The players looked bemused, training heartily in a vacuum after a two-hour bus trip from a stormy Wellington. The southerly change which came through produced the coldest day of the summer. The temperature plunged to 10 degrees Celsius at one stage and that did not help lure fans to watch the team, which no longer has a single Manawatu player.
If anything was at fault it was the Hurricanes' marketing. It was non-existent, apparently due to empty coffers, but surely a few phone calls or emails to the Manawatu Standard from the franchise would not have broken the bank.
When a team goes to the effort of flying the flag of diplomacy in the region's outer reaches it has to be publicised. We spotted mention of it only when browsing the Manawatu Rugby Union website.

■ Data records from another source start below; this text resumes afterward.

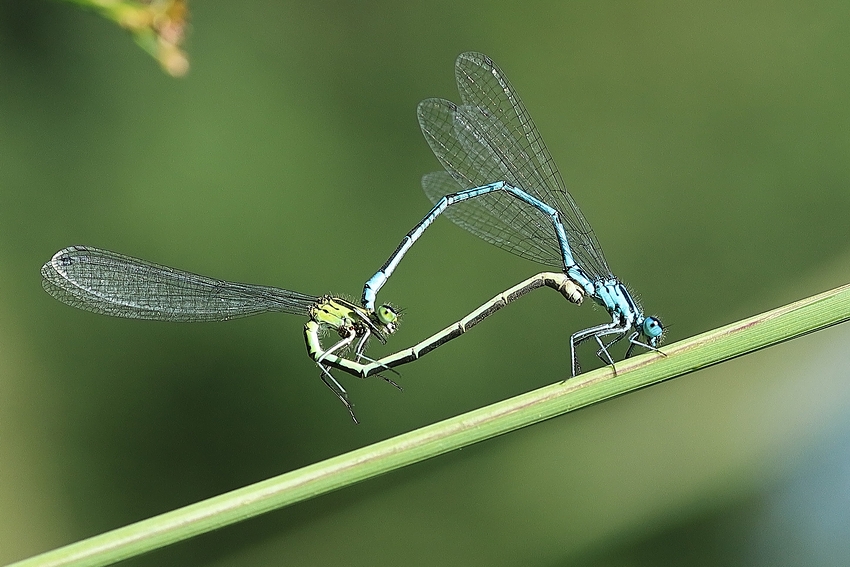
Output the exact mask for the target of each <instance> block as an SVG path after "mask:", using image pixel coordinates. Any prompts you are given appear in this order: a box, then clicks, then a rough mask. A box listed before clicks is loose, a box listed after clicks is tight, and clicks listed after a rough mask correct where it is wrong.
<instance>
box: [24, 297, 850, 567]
mask: <svg viewBox="0 0 850 567" xmlns="http://www.w3.org/2000/svg"><path fill="white" fill-rule="evenodd" d="M848 319H850V285H844V286H842V287H839V288H836V289H833V290H831V291H827V292H824V293H822V294H819V295H816V296H813V297H809V298H807V299H803V300H800V301H797V302H795V303H792V304H790V305H786V306H784V307H780V308H778V309H774V310H773V311H769V312H767V313H763V314H761V315H756V316H755V317H751V318H749V319H745V320H743V321H739V322H737V323H733V324H731V325H727V326H725V327H721V328H719V329H715V330H713V331H709V332H706V333H703V334H701V335H698V336H696V337H693V338H690V339H686V340H684V341H680V342H678V343H675V344H672V345H670V346H668V347H665V348H664V349H663V350H664V353H665V354H666V355H667V356H660V355H659V354H658V353H647V354H644V355H642V356H639V357H635V358H632V359H629V360H627V361H624V362H620V363H617V373H616V375H615V374H614V372H613V371H612V369H611V368H610V367H606V368H601V369H599V370H595V371H593V372H588V373H586V374H583V375H581V376H579V377H577V378H574V379H570V380H567V381H564V382H559V383H557V384H553V385H551V386H546V387H544V388H540V389H538V390H535V391H533V392H529V393H527V394H523V395H520V396H516V397H514V398H511V399H509V400H505V401H503V402H499V403H496V404H493V405H490V406H487V407H484V408H481V409H478V410H475V411H471V412H468V413H465V414H463V415H459V416H457V417H453V418H450V419H447V420H444V421H441V422H439V423H436V424H434V425H429V426H427V427H423V428H421V429H417V430H416V431H412V432H410V433H406V434H403V435H399V436H397V437H394V438H392V439H388V440H386V441H382V442H379V443H375V444H374V445H370V446H368V447H363V448H362V449H357V450H355V451H351V452H349V453H346V454H343V455H340V456H338V457H334V458H331V459H327V460H325V461H322V462H320V463H316V464H313V465H310V466H307V467H304V468H301V469H298V470H295V471H292V472H289V473H286V474H282V475H280V476H277V477H274V478H271V479H268V480H265V481H262V482H258V483H256V484H252V485H250V486H246V487H244V488H240V489H238V490H234V491H232V492H228V493H225V494H222V495H220V496H216V497H213V498H209V499H207V500H203V501H201V502H198V503H196V504H192V505H189V506H185V507H183V508H178V509H177V510H174V511H171V512H167V513H164V514H160V515H158V516H154V517H153V518H150V519H147V520H143V521H140V522H136V523H134V524H131V525H129V526H125V527H123V528H118V529H115V530H112V531H109V532H106V533H104V534H101V535H98V536H94V537H91V538H88V539H85V540H82V541H79V542H77V543H73V544H70V545H67V546H65V547H61V548H59V549H55V550H53V551H49V552H47V553H43V554H41V555H37V556H35V557H31V558H29V559H25V560H23V561H19V562H17V563H13V564H12V565H11V566H9V567H12V566H14V567H25V566H26V567H35V566H39V567H43V566H55V567H59V566H63V567H64V566H75V567H76V566H94V565H108V564H111V563H115V562H117V561H120V560H122V559H127V558H130V557H134V556H136V555H140V554H142V553H145V552H147V551H151V550H154V549H158V548H161V547H164V546H166V545H169V544H171V543H175V542H178V541H182V540H185V539H188V538H190V537H192V536H195V535H198V534H202V533H206V532H209V531H212V530H214V529H217V528H221V527H223V526H227V525H230V524H233V523H236V522H239V521H242V520H245V519H248V518H251V517H254V516H257V515H259V514H262V513H264V512H268V511H271V510H276V509H278V508H282V507H284V506H288V505H291V504H294V503H296V502H301V501H303V500H307V499H309V498H313V497H315V496H318V495H320V494H325V493H327V492H330V491H332V490H337V489H339V488H343V487H345V486H349V485H351V484H354V483H356V482H360V481H362V480H366V479H369V478H373V477H376V476H378V475H381V474H384V473H386V472H389V471H393V470H395V469H398V468H401V467H403V466H406V465H410V464H413V463H417V462H420V461H423V460H425V459H429V458H431V457H435V456H437V455H441V454H443V453H447V452H449V451H452V450H454V449H458V448H461V447H465V446H467V445H471V444H472V443H477V442H479V441H483V440H485V439H489V438H491V437H495V436H497V435H501V434H503V433H507V432H509V431H513V430H515V429H519V428H521V427H526V426H528V425H531V424H533V423H537V422H539V421H543V420H545V419H549V418H552V417H555V416H558V415H561V414H564V413H567V412H570V411H573V410H576V409H579V408H582V407H585V406H589V405H591V404H595V403H598V402H601V401H603V400H607V399H610V398H613V397H616V396H620V395H622V394H625V393H628V392H632V391H634V390H637V389H640V388H644V387H646V386H650V385H652V384H657V383H659V382H663V381H665V380H670V379H671V378H675V377H677V376H681V375H683V374H687V373H689V372H693V371H694V370H698V369H700V368H705V367H707V366H711V365H714V364H718V363H720V362H723V361H725V360H729V359H731V358H735V357H738V356H742V355H744V354H747V353H750V352H753V351H756V350H759V349H762V348H765V347H768V346H771V345H775V344H777V343H781V342H784V341H787V340H790V339H793V338H796V337H799V336H802V335H806V334H808V333H812V332H815V331H818V330H821V329H825V328H827V327H830V326H832V325H836V324H838V323H842V322H844V321H847V320H848Z"/></svg>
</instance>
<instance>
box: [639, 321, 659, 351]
mask: <svg viewBox="0 0 850 567" xmlns="http://www.w3.org/2000/svg"><path fill="white" fill-rule="evenodd" d="M640 332H641V333H643V334H644V335H645V336H646V337H647V338H648V339H649V344H650V346H652V347H653V348H655V347H656V346H658V343H660V342H661V337H662V335H664V325H662V324H661V320H660V319H658V318H657V317H652V316H650V317H645V318H644V320H643V323H641V326H640Z"/></svg>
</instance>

That aside, the players did not hold back in training. The only others absent were backs Tim Bateman and Tusi Pisi who are both still in Japan, with Bateman due back soon because his team there is not prospering.
Coach Mark Hammett looked happy in his work and bearing the confidence of his troops.
"It's that first year," he said. "Now there's an opportunity for people to stake claims. There's no doubt in this group there are future All Blacks."
Players like loose forward Brad Shields, Beauden Barrett and TJ Perenara might one day get there.
The 2012 Hurricanes will start as one of the Super Rugby underdogs, although Hammett said the starting XV should have a fair vein of experience. They had five weeks of hard labour before Christmas and have had five weeks since.
"They are very fit and very hard-working," Hammett said. "They are at the point where they are sick of training and want to be playing."
Next Saturday they have their first pre-season game, against the Blues at Whangarei, then the Crusaders hit-out at Mangatainoka on February 11, followed by the Chiefs at Taupo. And Hammett will not be too worried about having his first three games well away from home, two in South Africa and one in Perth, before the home-town pressure comes on against Dave Rennie's Chiefs at Wellington.
And, maybe, when the Hurricanes come back next year, they will carry more green genes than just expatriates Andre Taylor and Jason Eaton.